Everyone knew about the bribes paid for entering college. And, of course, everybody was outraged. But it didn’t occur to anyone to protest, to fight that insolent bribery. Corruption was everywhere. It corroded the country like rust. People had grown used to it. And that was, probably, the most dreadful thing.
Yes, I overlooked one “trifle.” If you, for some reason, were not a Komsomolets (for those who don’t know: a member of the Young Communist League), you needn’t even try to enter college. They wouldn’t admit you, without even giving you a reason.
So, what could I possibly count on?
My parents began to think and worry about that issue much earlier than I, and in a different way. The question of bribes wasn’t discussed; there was no money for bribes. Something else was discussed: who could help and where did they have any acquaintances. No matter how much they discussed it, it always boiled down to one and the same person: Uncle Misha, Papa’s brother.
Uncle Misha was an “important person,” one who could have helped under the circumstances: he taught physics at the Tashkent Pedagogical Institute. Besides, he had been a member of the Institute’s selection committee more than once. What could be better and more reliable? Members of the committee had opportunities: they could ask other teachers not to give a D to their protégé, to push a protégé, even if he or she had received a C, onto the list of the admitted.
I think that my parents, without discussing it with me, counted on Misha’s help. When I entered the tenth grade, I was glad that the choice had been made without my participation. I had hesitated and suffered until it all became clear at last – there was simply no other way to do it. On top of that, I liked natural sciences, though I wasn’t an A student. After all, there was nothing wrong with becoming a physics teacher. Didn’t I want to become a history teacher?
To teach, to be a mentor – I began to think about it as something wonderful, but I did so in a childish way. I remembered, certainly with pleasure, how, after becoming a Young Pioneer in the third grade, I was a leader of the Octobrists. I taught them rules and songs, and they looked at me with respect. I began to consider our physics teacher Izolda Zakharovna a future colleague. By the way, Izolda Zakharovna quite deserved my rapt attention. She was a young, very beautiful, slender blonde with a smile that… sometimes my heart skipped a beat, and I accepted any of her reprimands with delight. And there were quite a few reprimands. Even though Izolda had a seductive smile, she was strict and demanding.
“Yuabov, you haven’t read today’s material closely.”
And that wasn’t the worst. She might say, “Your attitude toward physics isn’t serious.”
That was distressing, right? But Izolda Zakharovna was the only teacher in our school who addressed us in a formal way, “vou,” not “tou.”
In short, I easily reconciled myself to the fact that I would become a physicist. I didn’t have any difficulties on that account. Unfortunately, it turned out that Uncle Misha did have some.

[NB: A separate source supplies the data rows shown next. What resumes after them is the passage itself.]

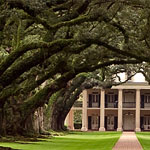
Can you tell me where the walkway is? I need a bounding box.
[113,132,143,150]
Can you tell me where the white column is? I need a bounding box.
[99,89,105,131]
[65,111,70,130]
[81,90,88,131]
[135,89,141,132]
[66,109,74,130]
[65,113,69,126]
[70,109,74,130]
[117,89,123,131]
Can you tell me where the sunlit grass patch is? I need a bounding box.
[136,132,150,150]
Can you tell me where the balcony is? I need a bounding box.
[88,102,100,108]
[123,102,136,108]
[144,103,150,108]
[141,103,150,109]
[105,102,118,108]
[73,101,82,107]
[143,125,150,130]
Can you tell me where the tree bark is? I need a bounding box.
[0,108,6,136]
[48,76,86,130]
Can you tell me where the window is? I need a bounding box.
[107,94,115,103]
[144,95,150,103]
[88,93,100,108]
[144,116,150,125]
[124,91,135,102]
[92,94,99,103]
[107,116,114,125]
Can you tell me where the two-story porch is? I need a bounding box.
[65,82,150,132]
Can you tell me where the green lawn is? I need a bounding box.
[0,132,121,150]
[136,132,150,150]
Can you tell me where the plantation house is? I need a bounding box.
[65,73,150,131]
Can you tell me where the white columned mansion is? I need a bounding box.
[65,73,150,132]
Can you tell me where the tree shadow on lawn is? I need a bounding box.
[0,133,120,150]
[0,146,21,150]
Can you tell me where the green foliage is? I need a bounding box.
[44,89,64,120]
[48,89,64,108]
[74,110,82,124]
[0,47,9,63]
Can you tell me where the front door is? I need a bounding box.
[91,116,99,130]
[107,116,114,130]
[123,114,135,130]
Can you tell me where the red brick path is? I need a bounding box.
[113,132,143,150]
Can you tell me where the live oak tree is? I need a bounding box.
[0,0,150,135]
[46,65,139,131]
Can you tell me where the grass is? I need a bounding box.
[136,132,150,150]
[0,131,121,150]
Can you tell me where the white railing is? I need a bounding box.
[144,125,150,130]
[123,102,135,108]
[107,102,118,108]
[144,103,150,109]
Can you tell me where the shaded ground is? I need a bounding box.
[0,132,121,150]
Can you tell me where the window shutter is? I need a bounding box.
[105,94,107,108]
[105,116,107,130]
[141,95,144,108]
[89,94,92,107]
[114,117,118,130]
[88,116,91,129]
[115,94,118,108]
[98,94,100,108]
[140,117,144,130]
[98,116,100,128]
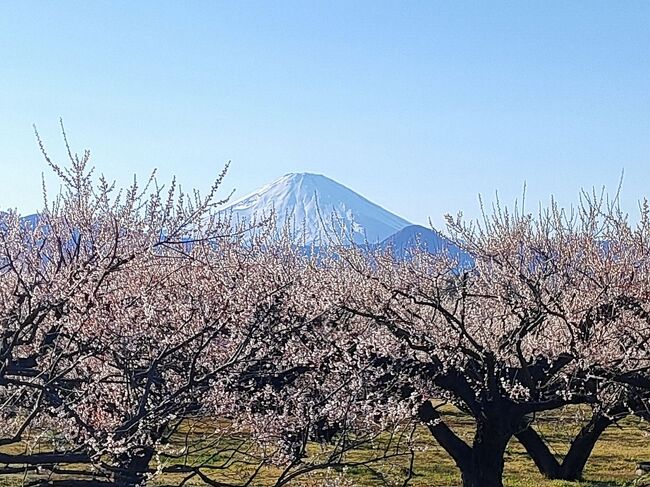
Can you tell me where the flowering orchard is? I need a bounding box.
[327,195,650,487]
[0,132,417,487]
[0,134,648,487]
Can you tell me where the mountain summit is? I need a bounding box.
[223,173,411,244]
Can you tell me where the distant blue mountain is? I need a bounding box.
[21,213,40,227]
[376,224,473,266]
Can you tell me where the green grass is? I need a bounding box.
[2,407,649,486]
[151,406,650,486]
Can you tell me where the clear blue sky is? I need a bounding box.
[1,1,649,227]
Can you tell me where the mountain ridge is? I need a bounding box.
[377,224,472,265]
[223,172,412,244]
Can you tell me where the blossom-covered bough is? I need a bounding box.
[1,128,649,487]
[328,195,650,487]
[0,128,417,486]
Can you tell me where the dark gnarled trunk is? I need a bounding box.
[460,418,511,487]
[419,401,514,487]
[516,412,614,481]
[112,447,155,487]
[559,413,612,479]
[515,426,561,478]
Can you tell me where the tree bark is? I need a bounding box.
[516,412,614,481]
[515,427,561,478]
[418,401,471,469]
[112,447,154,487]
[0,451,91,465]
[419,401,513,487]
[557,413,611,480]
[461,419,511,487]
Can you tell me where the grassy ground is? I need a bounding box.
[285,406,650,487]
[1,407,648,486]
[404,407,650,487]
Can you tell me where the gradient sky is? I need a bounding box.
[1,1,649,228]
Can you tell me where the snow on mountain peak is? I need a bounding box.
[223,173,411,244]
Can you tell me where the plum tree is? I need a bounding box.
[326,195,650,487]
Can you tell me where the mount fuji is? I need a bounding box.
[223,173,412,244]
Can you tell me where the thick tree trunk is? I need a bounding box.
[460,420,510,487]
[418,401,513,487]
[112,447,154,487]
[515,427,561,478]
[557,414,611,480]
[516,413,613,480]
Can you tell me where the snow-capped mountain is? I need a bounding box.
[223,173,411,244]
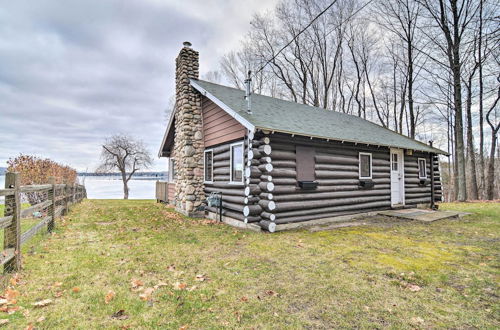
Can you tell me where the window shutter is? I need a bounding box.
[296,145,315,181]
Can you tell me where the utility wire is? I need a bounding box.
[252,0,375,77]
[253,0,339,76]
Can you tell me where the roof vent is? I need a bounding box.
[244,70,252,114]
[183,41,192,48]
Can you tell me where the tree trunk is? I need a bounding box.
[121,172,129,200]
[486,130,497,200]
[407,42,416,139]
[123,182,129,200]
[465,78,479,199]
[449,0,467,202]
[478,0,485,198]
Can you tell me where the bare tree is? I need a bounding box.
[417,0,481,201]
[98,134,153,199]
[376,0,423,138]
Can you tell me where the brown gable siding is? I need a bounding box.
[202,97,246,147]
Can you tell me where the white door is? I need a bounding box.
[390,149,405,206]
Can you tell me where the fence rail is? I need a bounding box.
[0,172,86,273]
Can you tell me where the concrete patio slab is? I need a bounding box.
[378,209,470,222]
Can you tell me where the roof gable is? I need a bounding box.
[190,79,447,155]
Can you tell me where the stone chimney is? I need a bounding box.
[173,42,204,216]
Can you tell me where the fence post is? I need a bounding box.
[48,177,56,233]
[4,172,21,273]
[62,181,68,215]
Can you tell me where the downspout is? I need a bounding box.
[429,141,436,210]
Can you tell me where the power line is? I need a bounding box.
[252,0,375,77]
[253,0,339,76]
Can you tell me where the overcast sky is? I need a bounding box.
[0,0,278,171]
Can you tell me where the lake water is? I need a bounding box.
[0,175,158,201]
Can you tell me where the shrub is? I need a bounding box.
[6,154,78,205]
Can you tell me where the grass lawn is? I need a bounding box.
[0,200,498,328]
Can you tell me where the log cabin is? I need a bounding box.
[159,42,447,232]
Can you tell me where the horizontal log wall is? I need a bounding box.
[204,140,247,221]
[268,133,392,224]
[404,151,442,206]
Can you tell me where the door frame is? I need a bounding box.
[390,148,405,207]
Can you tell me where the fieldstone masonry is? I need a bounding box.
[173,43,205,216]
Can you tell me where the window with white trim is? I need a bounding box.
[230,142,244,183]
[359,152,372,179]
[204,150,213,183]
[418,158,427,179]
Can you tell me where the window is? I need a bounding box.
[418,158,427,179]
[230,142,244,183]
[296,145,315,181]
[169,158,176,182]
[391,153,398,171]
[359,152,372,179]
[204,150,213,183]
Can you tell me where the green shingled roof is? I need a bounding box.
[192,79,447,154]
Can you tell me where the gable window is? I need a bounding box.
[418,158,427,179]
[230,142,244,183]
[204,150,213,183]
[359,152,372,179]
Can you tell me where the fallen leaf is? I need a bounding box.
[139,288,154,301]
[131,279,144,289]
[111,309,129,320]
[179,325,189,330]
[53,282,63,288]
[240,296,248,302]
[72,287,81,293]
[0,319,8,326]
[36,316,46,323]
[187,286,197,292]
[54,291,64,298]
[265,290,279,297]
[407,284,421,292]
[25,324,34,330]
[32,299,53,308]
[153,282,168,290]
[195,274,208,282]
[9,274,20,286]
[105,291,115,304]
[4,289,19,301]
[173,282,187,290]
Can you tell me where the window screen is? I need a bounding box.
[359,153,372,179]
[418,158,427,179]
[231,143,243,183]
[296,145,315,181]
[204,150,213,182]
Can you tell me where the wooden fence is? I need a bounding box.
[156,181,169,203]
[0,172,86,273]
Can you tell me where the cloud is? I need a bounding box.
[0,0,278,171]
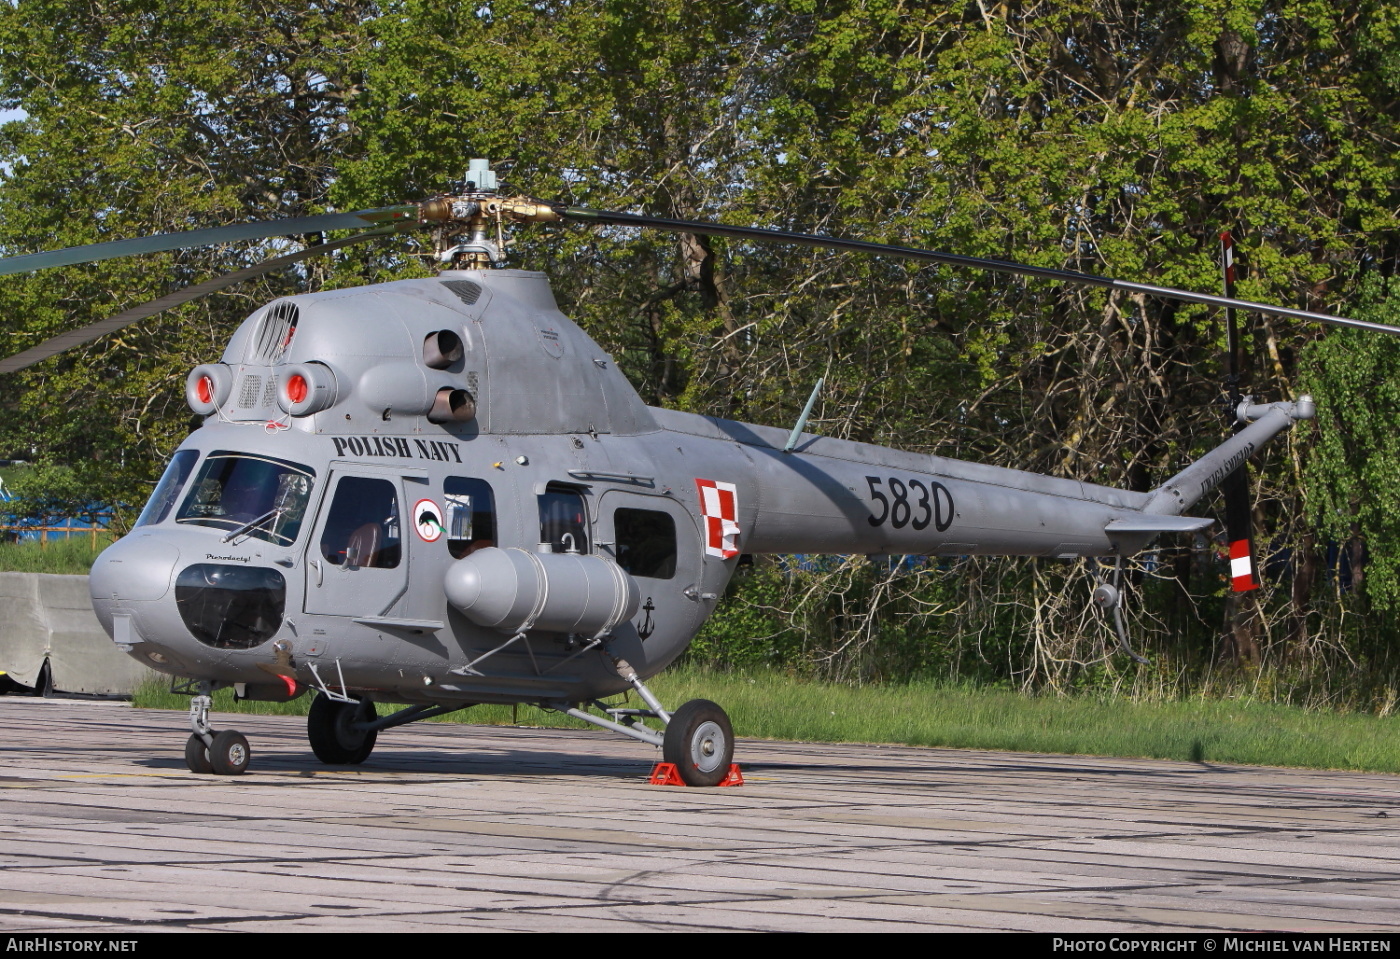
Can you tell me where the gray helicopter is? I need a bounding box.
[2,160,1391,785]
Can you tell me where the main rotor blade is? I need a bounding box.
[563,208,1400,337]
[0,205,418,278]
[0,227,394,375]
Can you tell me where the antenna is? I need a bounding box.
[784,378,824,453]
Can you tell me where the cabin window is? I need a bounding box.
[318,476,401,569]
[614,508,677,579]
[538,484,588,554]
[445,477,497,559]
[135,449,200,528]
[174,451,315,546]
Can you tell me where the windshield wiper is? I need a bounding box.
[220,508,285,544]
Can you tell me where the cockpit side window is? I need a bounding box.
[318,476,401,569]
[174,452,315,546]
[135,449,200,528]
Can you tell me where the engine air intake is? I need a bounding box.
[277,362,338,416]
[186,364,234,416]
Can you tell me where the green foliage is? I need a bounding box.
[0,0,379,506]
[687,556,1052,686]
[684,564,794,670]
[3,463,109,524]
[0,532,115,573]
[1305,277,1400,615]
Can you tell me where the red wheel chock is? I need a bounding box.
[648,762,686,786]
[648,762,744,787]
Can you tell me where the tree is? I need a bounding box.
[1305,278,1400,617]
[0,0,378,519]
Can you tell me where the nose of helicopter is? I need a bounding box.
[89,532,181,626]
[90,532,180,599]
[89,530,287,663]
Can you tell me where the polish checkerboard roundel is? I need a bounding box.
[695,479,740,559]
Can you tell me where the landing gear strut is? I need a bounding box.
[184,682,251,775]
[553,653,736,787]
[303,694,471,765]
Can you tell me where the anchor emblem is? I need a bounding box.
[638,597,655,640]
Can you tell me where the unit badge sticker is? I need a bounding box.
[414,498,445,543]
[695,479,740,559]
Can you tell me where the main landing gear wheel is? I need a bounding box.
[184,733,213,774]
[308,693,378,764]
[209,729,251,775]
[663,699,734,787]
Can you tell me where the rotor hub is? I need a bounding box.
[417,159,562,270]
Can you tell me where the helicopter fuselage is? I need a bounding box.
[86,269,1278,710]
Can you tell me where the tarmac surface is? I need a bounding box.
[1,696,1399,933]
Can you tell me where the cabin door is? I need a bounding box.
[304,465,411,618]
[595,489,705,646]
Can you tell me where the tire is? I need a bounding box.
[184,733,213,774]
[31,660,53,698]
[662,699,734,787]
[307,694,378,765]
[209,729,251,775]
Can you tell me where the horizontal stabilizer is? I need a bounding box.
[1106,515,1215,534]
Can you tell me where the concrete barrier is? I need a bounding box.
[0,572,154,696]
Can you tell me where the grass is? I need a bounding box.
[133,665,1400,775]
[0,533,114,574]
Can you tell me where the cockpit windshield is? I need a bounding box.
[175,451,315,547]
[134,449,200,529]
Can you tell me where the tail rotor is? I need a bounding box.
[1219,230,1259,593]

In precisely that year, when I was supposed to enter college, Uncle Misha wasn’t included on the selection committee. For this reason, he found it humiliating to ask other teachers not to make it hard on his nephew, to ask that the members of the selection committee include him on the list of the admitted. So, he told my father that he wouldn’t be able to help.
You can imagine how upset my parents were and the anger of my proud, pushy father who had managed to “shove” me into school when I was still a year too young for the first grade.
But still, it was Mama who secured help, thanks to her friendship with Aunt Valya, Misha’s wife. As the girlfriends got together once again, they talked about it, and Valya said, “Ester, don’t worry. I’ll persuade him. Just think – he cannot help! He’ll do it if it’s necessary. He’ll go and ask whoever’s in charge about it.”
Everything was worked out before my graduation exams: Misha had agreed to talk to the “proper people,” and he had done so. It meant that I was about to become a college student. The expectation of changes was so strong, so new… Now, it stayed with me all the time.
I was looking over the auditorium, my classmates, the teachers. And, suddenly, perhaps just for a second, it seemed to me that it wasn’t I but some other boy with a crib sheet squeezed in his sweaty palm sitting at the long table, and I was looking at him from afar, looking at my childhood…
“That’s it, boys and girls… Hand in your compositions.” I fell back to earth. I gathered my papers and walked to the teachers’ table.